In his message, Prime Minister, Dr. Keith Rowley, reminded citizens that they ought to demonstrate a keen interest in the country’s parliamentary proceedings, as “persons either elected or appointed to sit, here, make decisions that have a profound impact on all our lives”.
“Elected officials ought to make representation, on your behalf, and act in a way that ensures that your individual rights are protected and that the interests of the national community are served. In this vein, the choice of persons, who serve in opposition, are as equally important as those who serve in government.
“A republican form of government is a system, whereby citizens rule through their elected representatives. It is therefore, paramount that we are closely attuned to the nature of the general representation we are afforded and, more specifically, to the way this representation is exercised in the Parliament,” he elaborated
He said the decision to televise parliamentary proceedings in 2006, was an “an important step in ensuring that you are regularly updated on matters of national interest”.
“We cannot hold our leaders to account if we are ignorant to the quality of their representation. A truly republican state requires the involvement of all us working together to protect and maintain the fundamental human rights and freedoms that have been entrenched in the Constitution,” the Prime Minister added.

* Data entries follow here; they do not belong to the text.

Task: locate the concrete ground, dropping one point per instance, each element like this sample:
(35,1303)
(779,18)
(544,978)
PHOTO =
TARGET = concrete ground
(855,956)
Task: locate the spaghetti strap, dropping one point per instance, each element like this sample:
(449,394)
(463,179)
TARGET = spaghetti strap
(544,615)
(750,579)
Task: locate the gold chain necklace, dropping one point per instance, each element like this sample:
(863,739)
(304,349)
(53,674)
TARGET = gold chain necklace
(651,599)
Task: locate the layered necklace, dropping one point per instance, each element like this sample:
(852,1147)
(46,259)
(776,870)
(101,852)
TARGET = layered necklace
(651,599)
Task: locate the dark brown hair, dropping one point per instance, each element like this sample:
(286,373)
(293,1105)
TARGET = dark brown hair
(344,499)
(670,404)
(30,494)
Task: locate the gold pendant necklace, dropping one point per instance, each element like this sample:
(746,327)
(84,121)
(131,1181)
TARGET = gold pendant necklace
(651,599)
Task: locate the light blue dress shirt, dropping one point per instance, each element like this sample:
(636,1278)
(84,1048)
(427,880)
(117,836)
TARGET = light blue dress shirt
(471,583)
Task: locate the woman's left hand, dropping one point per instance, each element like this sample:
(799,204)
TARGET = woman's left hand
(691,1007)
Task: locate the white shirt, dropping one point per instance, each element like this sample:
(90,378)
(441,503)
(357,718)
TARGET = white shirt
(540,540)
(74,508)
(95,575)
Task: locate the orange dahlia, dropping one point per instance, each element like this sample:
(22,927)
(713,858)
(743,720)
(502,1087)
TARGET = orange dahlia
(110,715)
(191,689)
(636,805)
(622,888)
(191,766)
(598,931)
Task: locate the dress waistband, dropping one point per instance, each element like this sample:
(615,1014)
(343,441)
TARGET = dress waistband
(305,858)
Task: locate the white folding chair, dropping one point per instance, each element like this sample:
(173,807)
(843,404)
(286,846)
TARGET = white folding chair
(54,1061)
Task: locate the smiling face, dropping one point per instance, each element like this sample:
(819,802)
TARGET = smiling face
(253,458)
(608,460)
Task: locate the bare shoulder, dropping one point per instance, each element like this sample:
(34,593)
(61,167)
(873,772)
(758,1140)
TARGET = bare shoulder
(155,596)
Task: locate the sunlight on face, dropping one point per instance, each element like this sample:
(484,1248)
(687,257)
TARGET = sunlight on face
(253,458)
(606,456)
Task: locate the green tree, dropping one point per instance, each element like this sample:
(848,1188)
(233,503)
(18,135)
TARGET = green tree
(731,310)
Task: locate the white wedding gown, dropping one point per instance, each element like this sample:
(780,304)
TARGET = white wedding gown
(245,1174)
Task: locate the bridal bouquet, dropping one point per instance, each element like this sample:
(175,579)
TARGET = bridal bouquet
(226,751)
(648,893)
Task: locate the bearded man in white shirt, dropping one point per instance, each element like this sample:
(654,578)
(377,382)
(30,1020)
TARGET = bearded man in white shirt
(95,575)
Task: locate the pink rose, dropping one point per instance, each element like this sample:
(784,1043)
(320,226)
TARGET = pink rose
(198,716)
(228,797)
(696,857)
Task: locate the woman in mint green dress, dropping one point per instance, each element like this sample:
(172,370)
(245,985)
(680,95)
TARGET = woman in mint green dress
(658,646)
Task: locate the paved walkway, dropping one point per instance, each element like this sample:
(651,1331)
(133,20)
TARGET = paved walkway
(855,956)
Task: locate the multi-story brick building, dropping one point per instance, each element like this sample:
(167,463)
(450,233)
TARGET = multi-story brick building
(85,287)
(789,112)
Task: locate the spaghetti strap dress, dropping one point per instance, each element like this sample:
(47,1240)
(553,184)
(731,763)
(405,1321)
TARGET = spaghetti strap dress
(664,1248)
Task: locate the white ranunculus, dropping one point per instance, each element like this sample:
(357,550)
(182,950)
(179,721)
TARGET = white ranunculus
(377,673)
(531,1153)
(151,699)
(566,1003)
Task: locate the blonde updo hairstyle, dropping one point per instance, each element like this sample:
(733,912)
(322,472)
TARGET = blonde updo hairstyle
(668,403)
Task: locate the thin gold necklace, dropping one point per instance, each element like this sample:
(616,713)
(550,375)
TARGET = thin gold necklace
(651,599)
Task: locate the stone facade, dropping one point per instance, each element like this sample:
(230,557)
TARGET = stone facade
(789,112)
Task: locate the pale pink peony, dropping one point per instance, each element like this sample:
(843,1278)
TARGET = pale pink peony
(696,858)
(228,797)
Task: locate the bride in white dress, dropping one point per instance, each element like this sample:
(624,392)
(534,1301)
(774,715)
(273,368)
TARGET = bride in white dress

But in her message, Opposition Leader, Kamla Persad Bissessar, said the journey, since the country became a Republic, “has been a challenging one, but what must be celebrated, is the spirit, determination and courage of the people of our nation”.

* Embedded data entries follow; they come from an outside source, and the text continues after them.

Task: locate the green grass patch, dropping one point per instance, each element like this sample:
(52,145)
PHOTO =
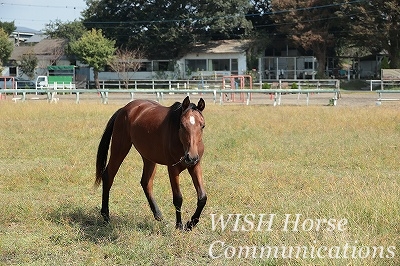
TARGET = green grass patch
(320,162)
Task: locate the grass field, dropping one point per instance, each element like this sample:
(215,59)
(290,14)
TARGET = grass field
(335,163)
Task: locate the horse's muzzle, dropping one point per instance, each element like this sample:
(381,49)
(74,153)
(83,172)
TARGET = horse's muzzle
(191,161)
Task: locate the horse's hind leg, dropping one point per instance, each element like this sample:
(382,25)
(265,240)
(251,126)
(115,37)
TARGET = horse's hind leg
(120,147)
(149,170)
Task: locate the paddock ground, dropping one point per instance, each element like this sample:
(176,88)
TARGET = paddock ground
(347,98)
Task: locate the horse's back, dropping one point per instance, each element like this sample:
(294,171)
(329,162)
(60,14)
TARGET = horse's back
(147,123)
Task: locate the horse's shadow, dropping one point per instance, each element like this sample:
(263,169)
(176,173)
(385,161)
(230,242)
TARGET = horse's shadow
(89,223)
(91,226)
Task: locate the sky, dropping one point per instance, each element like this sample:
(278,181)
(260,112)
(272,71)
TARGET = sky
(36,14)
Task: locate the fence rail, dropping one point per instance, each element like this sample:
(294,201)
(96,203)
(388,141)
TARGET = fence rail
(391,92)
(104,93)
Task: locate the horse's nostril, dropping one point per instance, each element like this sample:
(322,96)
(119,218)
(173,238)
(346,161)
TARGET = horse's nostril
(191,160)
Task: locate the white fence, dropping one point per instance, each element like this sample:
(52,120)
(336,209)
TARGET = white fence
(217,94)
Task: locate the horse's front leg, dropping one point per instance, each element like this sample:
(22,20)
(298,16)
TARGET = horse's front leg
(197,176)
(177,199)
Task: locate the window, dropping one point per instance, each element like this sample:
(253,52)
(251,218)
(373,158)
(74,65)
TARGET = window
(196,64)
(163,66)
(308,65)
(145,67)
(219,64)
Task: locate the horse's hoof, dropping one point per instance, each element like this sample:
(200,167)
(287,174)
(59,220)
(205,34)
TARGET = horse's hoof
(106,217)
(158,217)
(179,226)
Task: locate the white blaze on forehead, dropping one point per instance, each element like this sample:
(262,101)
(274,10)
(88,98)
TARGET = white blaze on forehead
(192,120)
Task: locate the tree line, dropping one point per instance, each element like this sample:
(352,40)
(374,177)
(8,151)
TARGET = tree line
(163,29)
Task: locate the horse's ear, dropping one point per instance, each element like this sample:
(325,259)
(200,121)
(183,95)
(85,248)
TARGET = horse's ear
(185,103)
(201,104)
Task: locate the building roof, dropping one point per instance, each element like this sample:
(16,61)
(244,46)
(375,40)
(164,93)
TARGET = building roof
(222,47)
(45,49)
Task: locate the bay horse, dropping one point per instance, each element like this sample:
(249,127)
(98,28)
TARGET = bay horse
(170,136)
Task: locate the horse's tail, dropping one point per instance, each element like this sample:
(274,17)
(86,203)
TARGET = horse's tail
(102,151)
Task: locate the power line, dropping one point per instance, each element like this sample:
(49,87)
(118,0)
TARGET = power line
(43,6)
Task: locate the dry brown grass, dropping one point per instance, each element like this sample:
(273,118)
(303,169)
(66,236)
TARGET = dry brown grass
(321,162)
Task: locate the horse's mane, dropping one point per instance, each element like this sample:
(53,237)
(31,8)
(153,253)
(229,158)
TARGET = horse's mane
(175,112)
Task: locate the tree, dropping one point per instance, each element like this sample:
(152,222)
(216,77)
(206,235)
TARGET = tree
(71,31)
(8,27)
(125,62)
(311,25)
(166,29)
(6,47)
(95,50)
(374,25)
(28,64)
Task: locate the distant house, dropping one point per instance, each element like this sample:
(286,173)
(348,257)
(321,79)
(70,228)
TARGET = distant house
(48,52)
(288,65)
(203,61)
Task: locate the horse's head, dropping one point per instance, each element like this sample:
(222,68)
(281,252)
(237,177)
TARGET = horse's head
(191,130)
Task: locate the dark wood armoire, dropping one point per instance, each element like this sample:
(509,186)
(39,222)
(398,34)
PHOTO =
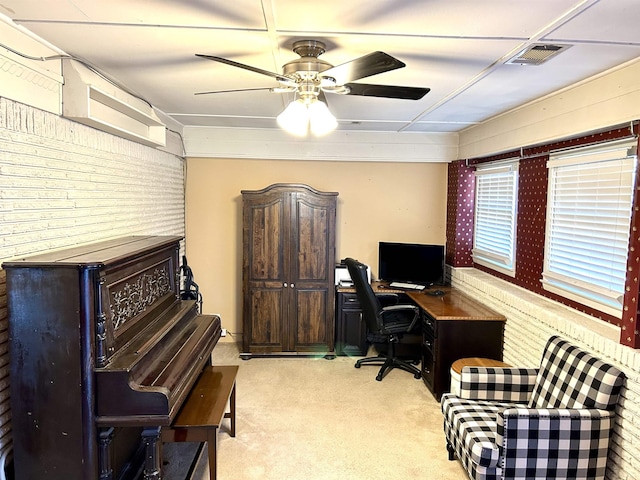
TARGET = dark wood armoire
(288,270)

“We have made many strides in our 42 years as a Republic, and 56 years as an independent nation. Our country is blessed with natural resources, but our greatest resource remains the people of Trinidad and Tobago. Our people remain a constant source of hope and inspiration,” she observed.
She added that while the republican constitution places supreme power in the hands of the people, it “compels us to pursue and fulfill ideals and goals, such as the building of a just, democratic and prosperous nation. It outlines the rights of citizens, but also specifies the duties and responsibilities of the people”.
“We must remain vigilant and protect our nation’s achievements, against threats to our development and democracy. Most notably, are the threats, posed by the criminal elements, who continue to create an atmosphere of fear and insecurity in our country.
“Today, as our country seems shrouded in darkness and despair, we need now, more than ever, leaders who are caring, compassionate and willing to listen and engage with citizens,” she posited.
But she argued, what the country is witnessing “is an administration, which is not only closed off to the people, but which has violated tripartite agreements and principles, by threatening workers who speak out and protest against an autocratic government.
“Many of our citizens are left feeling marginalized, convinced that high office holders are not seeking their interests, but rather the interests of a select few. As a result, we are seeing a contracting middle class, increasing levels of poverty, and a widening of the gap between the rich and poor,” said Persad Bissessar, whose coalition People’s Partnership government was defeated in the last general election, held in 2015.
She said there’s need to improve the level of national discourse and give citizens greater opportunities to participate in governance, noting “This is the only way we can move forward as a nation.”
Meanwhile, 50 people received national awards, later on Monday, for their contributions to the development of the country.
Former Finance Minister and double Olympic medallist, Wendell Mottley, 77, received the country’s highest award, the Order of the Republic of Trinidad and Tobago (ORTT).
Prime Minister Rowley described Mottley as “a humble patriot, who has selflessly served Trinidad and Tobago”.
Former media executive, Jones P. Madeira, received the Chaconia Medal (Gold) for long and meritorious service to Trinidad and Tobago.